Uncertainties in the recycling sector did not prevent waste management group Cleanaway increasing revenue and profits during the year.
The company reported EBITDA up 2.5 per cent in the first half to $234.6 million on sales up 4.1 per cent to $$1.19 billion.
The company’s $671 acquisition of Toxfree Solutions and subsequent integration into the business is progressing, with the purchase a template for the subsequent acquisition of the SKM business from its liquidators.
Cleanaway, Australia’s biggest recycler, is now the world’s 17th largest in the segment, with 252 sites in Australia alone.
Earlier this week Cleanaway, Pact group and Asahi Beverages announced they would build a plastics recycling plant at Albury/Wodonga, as reported in @AuManufacturing news.

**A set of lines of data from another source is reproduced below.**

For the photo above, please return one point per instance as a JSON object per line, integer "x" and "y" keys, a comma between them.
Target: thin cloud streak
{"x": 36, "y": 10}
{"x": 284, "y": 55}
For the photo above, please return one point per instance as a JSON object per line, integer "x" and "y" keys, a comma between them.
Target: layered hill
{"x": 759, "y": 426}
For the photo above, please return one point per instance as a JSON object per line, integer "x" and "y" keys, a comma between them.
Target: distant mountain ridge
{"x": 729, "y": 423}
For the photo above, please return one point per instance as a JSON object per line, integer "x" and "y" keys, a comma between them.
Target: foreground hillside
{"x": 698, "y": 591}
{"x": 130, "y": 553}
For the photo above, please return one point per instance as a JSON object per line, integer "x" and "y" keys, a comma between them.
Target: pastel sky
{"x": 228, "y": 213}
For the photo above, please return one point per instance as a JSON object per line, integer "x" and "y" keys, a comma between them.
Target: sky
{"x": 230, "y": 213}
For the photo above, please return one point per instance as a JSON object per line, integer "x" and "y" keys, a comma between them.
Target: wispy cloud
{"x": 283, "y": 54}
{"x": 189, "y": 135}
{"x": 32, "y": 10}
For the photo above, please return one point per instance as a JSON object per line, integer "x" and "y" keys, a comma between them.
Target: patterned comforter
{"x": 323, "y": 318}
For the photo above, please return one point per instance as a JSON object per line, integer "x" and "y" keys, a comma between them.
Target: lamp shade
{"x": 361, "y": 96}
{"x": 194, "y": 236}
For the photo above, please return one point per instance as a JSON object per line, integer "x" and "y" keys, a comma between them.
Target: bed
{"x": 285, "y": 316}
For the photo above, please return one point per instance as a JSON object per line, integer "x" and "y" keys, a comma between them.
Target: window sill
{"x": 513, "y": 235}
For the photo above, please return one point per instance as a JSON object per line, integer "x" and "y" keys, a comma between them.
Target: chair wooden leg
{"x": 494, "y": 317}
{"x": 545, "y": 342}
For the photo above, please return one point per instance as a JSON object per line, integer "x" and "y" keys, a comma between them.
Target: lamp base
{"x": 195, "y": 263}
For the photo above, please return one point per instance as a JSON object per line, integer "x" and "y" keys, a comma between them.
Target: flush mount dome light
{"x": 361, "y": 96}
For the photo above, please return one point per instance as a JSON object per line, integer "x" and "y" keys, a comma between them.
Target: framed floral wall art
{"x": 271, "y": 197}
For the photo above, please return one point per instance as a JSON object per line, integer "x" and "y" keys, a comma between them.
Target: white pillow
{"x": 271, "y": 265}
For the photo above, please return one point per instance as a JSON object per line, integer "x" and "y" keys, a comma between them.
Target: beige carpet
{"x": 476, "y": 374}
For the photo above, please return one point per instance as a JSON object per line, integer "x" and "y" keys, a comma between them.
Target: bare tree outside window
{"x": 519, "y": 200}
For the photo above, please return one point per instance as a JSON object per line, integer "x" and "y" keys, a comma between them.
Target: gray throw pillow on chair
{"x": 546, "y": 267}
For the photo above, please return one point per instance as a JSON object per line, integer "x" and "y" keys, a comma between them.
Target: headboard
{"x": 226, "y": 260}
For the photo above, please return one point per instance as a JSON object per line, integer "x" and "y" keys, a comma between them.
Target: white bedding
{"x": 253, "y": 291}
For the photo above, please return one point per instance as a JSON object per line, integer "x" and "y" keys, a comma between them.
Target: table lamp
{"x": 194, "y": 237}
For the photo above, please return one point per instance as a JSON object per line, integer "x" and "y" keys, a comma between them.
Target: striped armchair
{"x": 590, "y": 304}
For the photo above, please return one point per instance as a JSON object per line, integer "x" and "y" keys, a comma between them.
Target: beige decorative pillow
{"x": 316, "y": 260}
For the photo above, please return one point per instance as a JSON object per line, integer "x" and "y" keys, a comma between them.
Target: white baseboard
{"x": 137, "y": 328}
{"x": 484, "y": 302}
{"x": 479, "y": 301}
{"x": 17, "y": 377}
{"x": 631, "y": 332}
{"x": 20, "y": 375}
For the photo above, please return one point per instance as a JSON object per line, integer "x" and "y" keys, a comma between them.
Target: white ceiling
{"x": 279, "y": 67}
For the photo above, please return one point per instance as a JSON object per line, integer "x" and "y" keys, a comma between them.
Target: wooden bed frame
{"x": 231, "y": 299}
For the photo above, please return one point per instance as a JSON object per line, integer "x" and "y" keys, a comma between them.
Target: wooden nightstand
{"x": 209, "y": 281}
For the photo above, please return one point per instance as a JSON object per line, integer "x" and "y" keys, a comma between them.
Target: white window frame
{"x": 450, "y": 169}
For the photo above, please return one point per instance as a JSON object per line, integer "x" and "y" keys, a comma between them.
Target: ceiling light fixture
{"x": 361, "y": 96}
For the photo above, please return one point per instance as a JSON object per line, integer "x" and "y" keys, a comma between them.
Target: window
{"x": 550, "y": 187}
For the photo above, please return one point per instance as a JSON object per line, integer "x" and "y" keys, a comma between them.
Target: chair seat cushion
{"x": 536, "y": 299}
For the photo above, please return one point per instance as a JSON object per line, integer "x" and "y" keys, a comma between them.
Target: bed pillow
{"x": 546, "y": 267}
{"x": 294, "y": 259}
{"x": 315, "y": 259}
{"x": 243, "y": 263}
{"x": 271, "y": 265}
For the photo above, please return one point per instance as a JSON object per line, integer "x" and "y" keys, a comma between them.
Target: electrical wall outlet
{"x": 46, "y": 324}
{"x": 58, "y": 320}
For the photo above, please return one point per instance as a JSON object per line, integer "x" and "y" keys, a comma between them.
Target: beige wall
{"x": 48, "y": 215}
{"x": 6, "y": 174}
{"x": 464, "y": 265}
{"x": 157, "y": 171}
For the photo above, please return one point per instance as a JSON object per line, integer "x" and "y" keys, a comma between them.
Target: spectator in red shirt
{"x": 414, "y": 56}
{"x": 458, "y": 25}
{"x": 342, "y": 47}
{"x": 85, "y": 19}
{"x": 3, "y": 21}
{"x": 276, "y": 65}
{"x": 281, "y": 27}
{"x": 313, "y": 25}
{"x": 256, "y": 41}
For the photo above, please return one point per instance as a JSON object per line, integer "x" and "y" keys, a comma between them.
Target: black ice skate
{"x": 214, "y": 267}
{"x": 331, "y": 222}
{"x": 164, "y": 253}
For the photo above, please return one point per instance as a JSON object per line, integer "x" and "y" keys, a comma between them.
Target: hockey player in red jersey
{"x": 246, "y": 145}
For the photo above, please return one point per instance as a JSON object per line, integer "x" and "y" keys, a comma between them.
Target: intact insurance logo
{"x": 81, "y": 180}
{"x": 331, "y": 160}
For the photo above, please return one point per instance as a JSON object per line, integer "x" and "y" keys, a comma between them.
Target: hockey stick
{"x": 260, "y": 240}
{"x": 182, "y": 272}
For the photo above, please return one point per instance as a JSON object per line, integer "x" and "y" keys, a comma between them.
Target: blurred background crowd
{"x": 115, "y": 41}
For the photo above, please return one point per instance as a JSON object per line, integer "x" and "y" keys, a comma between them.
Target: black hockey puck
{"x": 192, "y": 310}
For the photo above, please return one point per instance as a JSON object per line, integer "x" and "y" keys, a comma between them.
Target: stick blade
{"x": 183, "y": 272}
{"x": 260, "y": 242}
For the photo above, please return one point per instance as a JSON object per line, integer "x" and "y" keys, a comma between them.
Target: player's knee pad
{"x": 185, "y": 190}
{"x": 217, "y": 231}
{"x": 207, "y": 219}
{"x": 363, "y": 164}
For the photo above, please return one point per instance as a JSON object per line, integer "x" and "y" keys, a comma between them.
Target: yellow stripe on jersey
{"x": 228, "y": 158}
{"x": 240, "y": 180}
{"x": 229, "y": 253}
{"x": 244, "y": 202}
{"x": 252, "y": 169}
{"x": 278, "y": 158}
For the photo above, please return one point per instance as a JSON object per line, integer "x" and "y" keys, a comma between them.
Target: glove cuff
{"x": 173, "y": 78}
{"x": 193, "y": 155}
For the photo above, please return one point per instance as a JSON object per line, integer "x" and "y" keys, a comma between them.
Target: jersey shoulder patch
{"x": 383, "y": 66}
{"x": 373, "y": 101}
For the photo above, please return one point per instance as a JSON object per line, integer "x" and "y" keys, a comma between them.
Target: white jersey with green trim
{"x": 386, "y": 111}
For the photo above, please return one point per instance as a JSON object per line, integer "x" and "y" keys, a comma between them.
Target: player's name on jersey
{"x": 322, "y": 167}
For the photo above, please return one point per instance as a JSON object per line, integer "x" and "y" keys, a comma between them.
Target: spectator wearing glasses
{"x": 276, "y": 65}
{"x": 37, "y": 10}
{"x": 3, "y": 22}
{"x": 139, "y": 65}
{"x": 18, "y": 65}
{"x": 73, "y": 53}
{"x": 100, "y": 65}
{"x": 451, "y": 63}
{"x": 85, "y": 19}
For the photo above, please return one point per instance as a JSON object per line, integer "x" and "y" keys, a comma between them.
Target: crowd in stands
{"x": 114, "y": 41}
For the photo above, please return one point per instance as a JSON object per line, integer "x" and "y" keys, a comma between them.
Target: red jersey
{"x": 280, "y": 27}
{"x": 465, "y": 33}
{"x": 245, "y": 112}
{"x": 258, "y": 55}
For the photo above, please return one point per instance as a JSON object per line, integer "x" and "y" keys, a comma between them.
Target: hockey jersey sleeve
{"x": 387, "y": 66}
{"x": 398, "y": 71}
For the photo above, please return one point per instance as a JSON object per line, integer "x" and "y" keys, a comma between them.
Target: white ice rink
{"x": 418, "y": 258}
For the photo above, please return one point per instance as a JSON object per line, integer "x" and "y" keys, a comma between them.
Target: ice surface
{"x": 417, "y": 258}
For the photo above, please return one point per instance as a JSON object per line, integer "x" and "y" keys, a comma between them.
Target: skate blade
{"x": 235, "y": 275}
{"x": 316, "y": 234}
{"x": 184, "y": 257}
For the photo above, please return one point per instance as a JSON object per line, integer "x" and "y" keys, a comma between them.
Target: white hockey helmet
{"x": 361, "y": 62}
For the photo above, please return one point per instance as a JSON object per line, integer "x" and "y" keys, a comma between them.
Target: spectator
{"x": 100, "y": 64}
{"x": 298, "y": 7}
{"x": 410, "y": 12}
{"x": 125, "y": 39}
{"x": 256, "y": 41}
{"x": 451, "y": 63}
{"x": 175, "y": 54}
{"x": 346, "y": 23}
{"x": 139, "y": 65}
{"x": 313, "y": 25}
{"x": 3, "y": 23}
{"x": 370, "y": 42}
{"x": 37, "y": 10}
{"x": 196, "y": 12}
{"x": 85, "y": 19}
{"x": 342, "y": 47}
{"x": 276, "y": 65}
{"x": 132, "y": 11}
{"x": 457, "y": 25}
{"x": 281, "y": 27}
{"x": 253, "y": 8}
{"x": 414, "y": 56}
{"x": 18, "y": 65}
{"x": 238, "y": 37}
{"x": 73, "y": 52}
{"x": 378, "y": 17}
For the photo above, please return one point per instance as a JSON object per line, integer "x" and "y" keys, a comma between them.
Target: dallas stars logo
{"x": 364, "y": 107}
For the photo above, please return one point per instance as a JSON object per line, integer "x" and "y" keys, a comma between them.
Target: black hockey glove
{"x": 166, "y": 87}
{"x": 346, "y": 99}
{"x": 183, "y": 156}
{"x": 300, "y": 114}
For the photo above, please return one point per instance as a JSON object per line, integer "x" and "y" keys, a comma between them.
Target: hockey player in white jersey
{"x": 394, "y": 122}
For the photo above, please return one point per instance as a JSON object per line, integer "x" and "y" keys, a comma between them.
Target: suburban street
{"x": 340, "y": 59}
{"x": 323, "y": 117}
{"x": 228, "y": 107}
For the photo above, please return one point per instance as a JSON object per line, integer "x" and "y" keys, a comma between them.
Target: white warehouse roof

Cleanaway CEO Vik Bansal said the company’s profit increased despite lower commodity prices and a reduction of waste flow into its Queensland landfill with the introduction of a state waste levy.
Bansal said: ” We are nearing the final stages of the Toxfree integration process and remain on track to deliver $35 million in synergies expected from the acquisition.”
He said the company was seeking to develop a circular economy from its waste collections and sorting businesses.
“Ultimately this will only be possible when the economic framework supports investment in downstream commodity manufacture.
“Demand for recycled materials must be created and underpinned by robust and consistent government policies and community support.”